BON Accord - That most traditional of Aberdonian greetings, "Happy to meet, sorry to part, happy to meet again".
Will this be true of the next chapter in the economic history of the North-east?
We are now 20 or so months into a reduced oil price and a realisation for many that it's not a temporary blip and lower oil prices are here to stay for some time.
Firms are trying to acclimatise to the new norm of poor visibility in the order book, reduced margins on contracts and increased focus on business cash flows on the back of a plethora of projects being shelved that were due to come on line during 2016/2017.
The reality for many is that a significant period spent gearing up to service these projects has now proven to be the root cause of a constrained cash flow.
Businesses whose services are now classified as discretionary spend are under pressure as customers seek to address their operating costs.
Unless the products on offer are absolutely necessary, then some companies may face the prospect of complete contract cancellation or a compromise of "here is the new price we are prepared to pay".

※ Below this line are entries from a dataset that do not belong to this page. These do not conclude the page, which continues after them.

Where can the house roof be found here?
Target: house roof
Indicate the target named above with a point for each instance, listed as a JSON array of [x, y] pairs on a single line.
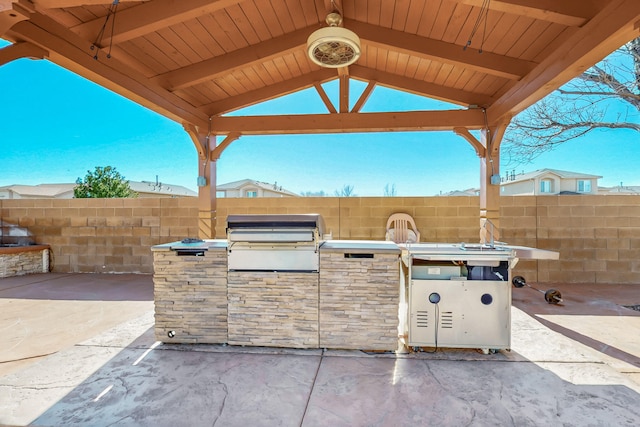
[[236, 185], [46, 190], [544, 172], [196, 59]]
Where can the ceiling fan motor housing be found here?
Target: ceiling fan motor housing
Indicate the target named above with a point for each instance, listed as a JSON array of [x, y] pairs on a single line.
[[333, 47]]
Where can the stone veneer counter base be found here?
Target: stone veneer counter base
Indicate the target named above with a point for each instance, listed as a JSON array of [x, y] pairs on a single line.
[[352, 303], [190, 294], [359, 295], [276, 309], [21, 260]]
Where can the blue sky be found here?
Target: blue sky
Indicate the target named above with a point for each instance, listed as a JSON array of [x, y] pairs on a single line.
[[56, 126]]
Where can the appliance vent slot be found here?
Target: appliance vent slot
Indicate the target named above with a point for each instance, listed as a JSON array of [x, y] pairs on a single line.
[[446, 320], [422, 319]]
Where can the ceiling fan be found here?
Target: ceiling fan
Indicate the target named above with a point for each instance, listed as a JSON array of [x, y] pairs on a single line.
[[333, 46]]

Even those businesses which are in the fortunate position of having a product considered as being absolutely critical, delays and visibility of the pipeline may still be a reality as things slip increasingly to the right.

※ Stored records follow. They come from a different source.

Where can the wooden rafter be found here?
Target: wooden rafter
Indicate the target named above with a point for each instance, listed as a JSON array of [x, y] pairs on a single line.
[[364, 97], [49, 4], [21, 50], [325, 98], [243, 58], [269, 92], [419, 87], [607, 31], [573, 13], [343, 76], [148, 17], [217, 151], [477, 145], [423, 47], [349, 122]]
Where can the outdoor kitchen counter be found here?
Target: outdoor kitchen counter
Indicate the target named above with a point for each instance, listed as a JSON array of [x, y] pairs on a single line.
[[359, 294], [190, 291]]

Our restructuring advisory colleagues have been working with many clients in the oil and gas sector, assisting with discussions with banks in respect of funding requirements and advising on operational efficiency and turnaround.
They work alongside our corporate finance team with companies who may find themselves to be an attractive acquisition target - particularly where their products are still needed in the supply chain and the underlying business activity and jobs attached to those activities can be absorbed by a buyer looking to increase top line activity and utilise existing capacity.
Where the impact of current conditions has been too great, then we have been able to advise those unfortunate parties in respect of their duties as directors and to pursue insolvency solutions where necessary.
On a brighter note, there continue to be more traditional opportunities with our corporate finance teams being kept busy with M&A activity.
Aberdeen has long been seen as a market serving a truly global industry and companies which have focused on growth internationally and are less reliant on the UKCS alone are continuing to grab the interest of investors and acquiring corporates across the globe.
Confidence is key in a depressed market and our teams are working closely with a variety of private equity houses and top performing companies who continue to have the confidence that despite a lower oil price, there remains a bullish appetite for good quality M&A activity.
The recent news of government support offered by the UK and Scottish Governments is a welcome break.
However, it will be interesting to understand how the support will filter its way through the industry and not be in breach of European state aid rules.
Perhaps it would be better to follow the Norwegian model and offer enhanced tax incentives through a partial refund of exploration costs, leading to even further increases in long term production.
Allied with a supply chain ready to innovate itself and bring more efficient technologies to the market, this could deliver a sustainable long term future for industry.
Cementing the global supply chain in the North-east for future decades is an opportunity too good to miss.
Whilst nobody is quite ready to accept the early onset of it quite yet, another area to consider would be to subsidise the burgeoning decommissioning industry which again would allow activity to filter down through the economy as businesses achieve clarity around what remains a process shrouded in a degree of the unknown.
The government hopes that the promised investment in local infrastructure will benefit businesses across the board, encourage diversification and innovation, and reduce the region's reliance on oil and gas as mooted by Sir Ian Wood.
But it's hard to see how this investment in infrastructure - with the possible exception of the Aberdeen Harbour expansion - will be of immediate direct benefit to the beleaguered oil industry.
That is, unless it brings with it a change in traditional thinking and truly delivers on the promise of kick-starting an innovation revolution ensuring that meeting the next chapter of the oil and gas industry is indeed a happy experience.